In Sweden we have for at least 30-40 years had in every company regardless of size what in English could be called a Safety Officer. This person is typically appointed by the unions (not same kind of unions that you have here). That officer has the right to immediately stop work if he or she find the work environment unsafe, e.i. bad lighting, bad office chairs or desks; in industries to much noise, unsafe temperatures etc. You can probably search on the net to find out more.

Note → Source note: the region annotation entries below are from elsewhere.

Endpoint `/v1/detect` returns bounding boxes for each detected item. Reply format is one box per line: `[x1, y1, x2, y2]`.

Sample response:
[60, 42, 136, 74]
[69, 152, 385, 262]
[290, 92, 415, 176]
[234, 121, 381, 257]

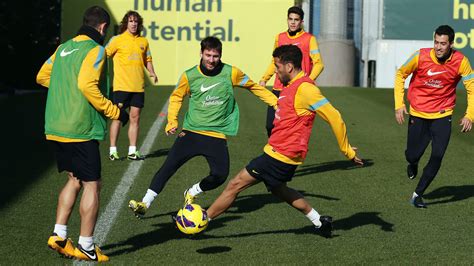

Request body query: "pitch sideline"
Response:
[82, 101, 169, 258]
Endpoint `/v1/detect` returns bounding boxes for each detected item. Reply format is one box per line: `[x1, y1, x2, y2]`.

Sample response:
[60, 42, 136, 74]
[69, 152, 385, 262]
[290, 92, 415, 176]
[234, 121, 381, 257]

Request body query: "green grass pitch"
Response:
[0, 87, 474, 265]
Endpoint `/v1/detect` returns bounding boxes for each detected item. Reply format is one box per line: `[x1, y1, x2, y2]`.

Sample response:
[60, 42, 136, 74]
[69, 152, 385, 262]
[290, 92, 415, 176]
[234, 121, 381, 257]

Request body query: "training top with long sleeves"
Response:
[36, 35, 120, 142]
[165, 66, 277, 139]
[105, 31, 152, 92]
[260, 30, 324, 90]
[263, 72, 356, 165]
[394, 48, 474, 121]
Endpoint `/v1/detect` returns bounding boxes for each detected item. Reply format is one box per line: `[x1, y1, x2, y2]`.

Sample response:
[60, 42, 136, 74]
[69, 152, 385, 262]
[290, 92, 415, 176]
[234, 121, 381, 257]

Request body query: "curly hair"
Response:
[119, 10, 143, 35]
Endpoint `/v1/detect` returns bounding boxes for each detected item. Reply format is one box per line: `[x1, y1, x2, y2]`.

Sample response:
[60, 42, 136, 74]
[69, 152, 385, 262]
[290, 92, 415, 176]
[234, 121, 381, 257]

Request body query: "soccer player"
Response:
[129, 37, 277, 217]
[202, 45, 363, 237]
[394, 25, 474, 208]
[105, 11, 158, 161]
[36, 6, 128, 262]
[260, 6, 324, 137]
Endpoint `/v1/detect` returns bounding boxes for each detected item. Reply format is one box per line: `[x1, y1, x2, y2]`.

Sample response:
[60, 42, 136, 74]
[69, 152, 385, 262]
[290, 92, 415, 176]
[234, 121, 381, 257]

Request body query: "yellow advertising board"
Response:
[61, 0, 294, 85]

For some reasons it seems to hard for Americans, excuse me for generalizing, to look outside their own fence. So many things have to be reinvented here. So many old techniques seem to be used. Ok they work but not always efficiently.

Here is a link. You click on translate and Google will translate the text for you. This is about Skyddsombud, Safety officer

http://www.av.se/skyddsombud/

Here is a link about adjustable office desks. It is in Swedish. But the selection indicates that their is a large market for these desks.

http://www.ajprodukter.se/kontorsinredning/skrivbord/skrivbord-hoj-och-s...

EMAIL FROM JAMES:

I would like to correct a statement made during your show of 12/27 which focused on promoting the health benefits of standing during work. A caller who identified herself as an advanced practice nurse at Hartford Hospital stated that she sits most of the day doing paperwork. She further suggested that the federal government require nurses to stand at work, since that would promote health among several thousands of individuals.

I am a nurse, I have worked in several settings, including Hartford Hospital, and observed several more. Nurses walk all the time, often at an urgent pace. Nurses do not need to be forced to stand all shift. The person who called in seems to have a very specialized practice and her circumstances do not reflect the normal working conditions for nurses, nurses aides, or the physicians (including Physician Assistants APRN's) in a hospital setting.

Thank you for your wonderful shows!

EMAIL FROM DEB:

I work from home 3 days a week and got a dog a few months ago. Great for micro exercise. I am in meetings most of the day but must bring her out a few times a day for potty breaks, at least 10 minutes or more at lunch and longer before/after work.... Hoping our office makes standing desks available for our in office time!

EMAIL FROM KATHLEEN:

In regards to the the standing desk, my father worked in a grocery store where he had to stand for 40 hours and wound up with varicose veins and back and knee problems. The same happens with wait staff and other occupations where standing it required all day.

How do proponents of standing desks propose to deal with these potential problems?